Every year we hear the same thing, oh, this year it’s all changed and here, finally, are the absolute rules of blogging. So, what are the blogging rules in 2019?
What we’re hearing the most is to over schedule and over plan whenever possible regarding your posts and that you’ll do best doing it on your own.
There are some valid arguments to both of these “rules,” but in 2019 these aren’t reasonable for most bloggers. Not everyone can plan three posts a week for months in advance. Not everyone can personally write every post they put up on their blog.
Besides, blogging is about doing something you love and making some money doing it, so focus on your ROI instead of these nonsense rules.
1. Break Out of the SEO Mindset
So far as blogging rules go, SEO has taken over many blogger’s entire world. When it comes to blogging, yes, SEO is essential, but it’s becoming less relevant.
Google, Bing, and even Amazon are becoming smarter, and they’re not fooled with keyword stuffing if anything it will get you in trouble. The downside is that bloggers sometimes unknowingly overuse their keywords, especially in niches.
Please, break this rule! Stop worrying about SEO and instead, focus on quality content.
If your content is high quality, then you should easily include a high volume of keywords without repeating yourself needlessly.
Write what you love instead of trying to use a formula to create content.
Now, this affects ROI in a bit of a weird way, because you get the most significant boost from cutting your costs. Many bloggers pay top dollar for keyword research and SEO planning, skip that and shave down how much you’re investing in the first place.
2. Give Away Less
One of the long-standing rules in blogging is that you should give away, well something. You can give away a short class or workshop, but you should give something to entice your readers to become customers.
Well, you don’t walk into a fast food chain and get a free burger for showing up, so stop giving things away. Or change how you give away products.
Think of it this way, your blog posts are the free stuff. When someone visits your site, they’re already getting a ton of information and a smidge of personality, all for free.
If you want to make money off of your blog, start charging. If you’re new to charging for your products or services keep these things in mind:
- Have a pricing strategy
- Know how much time goes into each service or development of a product
- Do offer discount codes that you can offer if someone seems hesitant to commit
When you look at ROI, you can only count the money you made, and everything you gave away is moving in the opposite direction. Sure, someone could have found similar information online for free. But when readers are willing to pay for your fantastic services or products, charge them and get some return on your investment!
3. Create Meaningful Content, Not Scheduled Content
Meaningful content is something that’s a bit of a hot topic because naturally, no one wants to create useless content.
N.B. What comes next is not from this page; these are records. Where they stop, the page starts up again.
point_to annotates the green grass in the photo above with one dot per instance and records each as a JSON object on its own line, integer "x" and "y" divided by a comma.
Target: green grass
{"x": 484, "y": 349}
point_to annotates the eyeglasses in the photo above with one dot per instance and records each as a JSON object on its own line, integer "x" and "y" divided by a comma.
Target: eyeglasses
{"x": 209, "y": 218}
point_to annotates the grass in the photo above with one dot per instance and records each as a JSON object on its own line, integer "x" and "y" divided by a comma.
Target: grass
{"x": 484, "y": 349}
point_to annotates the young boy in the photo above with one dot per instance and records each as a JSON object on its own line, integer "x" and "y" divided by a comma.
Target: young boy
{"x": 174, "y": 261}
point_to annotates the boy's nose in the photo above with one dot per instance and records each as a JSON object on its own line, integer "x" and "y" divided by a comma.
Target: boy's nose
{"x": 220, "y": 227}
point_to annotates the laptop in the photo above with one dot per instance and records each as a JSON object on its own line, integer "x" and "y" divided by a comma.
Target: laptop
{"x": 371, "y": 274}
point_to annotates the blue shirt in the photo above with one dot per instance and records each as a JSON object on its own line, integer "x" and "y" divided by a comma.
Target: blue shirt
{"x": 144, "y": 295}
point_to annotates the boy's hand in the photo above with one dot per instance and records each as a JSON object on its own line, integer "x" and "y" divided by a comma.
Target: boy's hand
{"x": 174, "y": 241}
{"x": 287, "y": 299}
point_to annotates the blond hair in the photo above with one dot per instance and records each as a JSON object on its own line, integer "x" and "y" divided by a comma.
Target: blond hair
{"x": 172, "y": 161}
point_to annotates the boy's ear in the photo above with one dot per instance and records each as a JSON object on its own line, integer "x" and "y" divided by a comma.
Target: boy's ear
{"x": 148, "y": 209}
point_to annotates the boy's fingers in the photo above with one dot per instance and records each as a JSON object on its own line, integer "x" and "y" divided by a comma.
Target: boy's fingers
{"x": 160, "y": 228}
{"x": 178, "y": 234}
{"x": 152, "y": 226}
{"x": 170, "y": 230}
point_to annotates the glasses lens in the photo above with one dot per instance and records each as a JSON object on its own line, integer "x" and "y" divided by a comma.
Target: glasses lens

Except it’s still out there, in fact, the internet is full of fluffy content that doesn’t have any real value.
The content that has less meaning is usually scheduled content. Think about your content calendar for a second, you probably had to make up a few topics that don’t really interest you to hit your weekly post goals, right?
Meaningful content hits readers, AKA your potential clients, in an emotional way. If we know anything about humans is that they’re great at making emotional decisions especially when it comes to deciding how to spend their hard earned money!
So, boost your ROI by cutting out the scheduled content and instead, focus on writing about what motivates you and why you love your field. This type of material is what readers want, and it’s what will turn average site visitors into customers.
4. Don’t Go It Alone
The misconception is that blogging is still like Julie and Julia where you take on some insane task and everyone watches. Over recent years blogging has split into the people taking on crazy projects and those who are providing high-quality information. The thing is that neither of these divisions within blogging means that you’re on your own and the more interaction you have, the better.
To build a little bit into your content, and help with the business end, rely on services that will positively affect your ROI. While you don’t need to pay outrageous amounts for keyword research, you can afford to pay for an assistant to help curate your blog, schedule your posts and handle your social media.
Assistants and additional writers make it easier for you to focus on the business you’re building.
On the other side of things, get in touch with your readers and customers. If someone’s reading your blog, then they have an opinion on the topic you’re addressing. Ask for their opinion! Understanding your readers and their views can open unimaginable doors!
6. Stop Sending Every Post Through Your Email List
Say you have a blog post that explains how you have found the secret to life, and of course, you give a little for free, but the rest is available through a course. People are going to want to know about your colossal discovery and learn how to use it for themselves.
But if your readers ignore the email that tells them about the course, you’ll be missing out on tons of possible income because you’ve lost email trust. The thing is, you might think that every post is important, but your readers probably don’t, so when you send an update about every post you make, people stop opening the emails.
Save your email list for when you’re ready to make money. Bloggers usually try to use their email during the wrong part of the sales cycle. If someone is on your email list, they know they want to work with you, you initiated contact (via your blog), they know what they need, and you are now presenting the offer. Email is not contacting the customer for the first time.
Use emails to present offers to get the attention and income that an email list should generate.
Break the Rules
What are the blogging rules in 2019? They’re nothing! Break the rules and focus on crafting content you’re proud of, only paying for resources that are high-value, and use your resources when the time is right.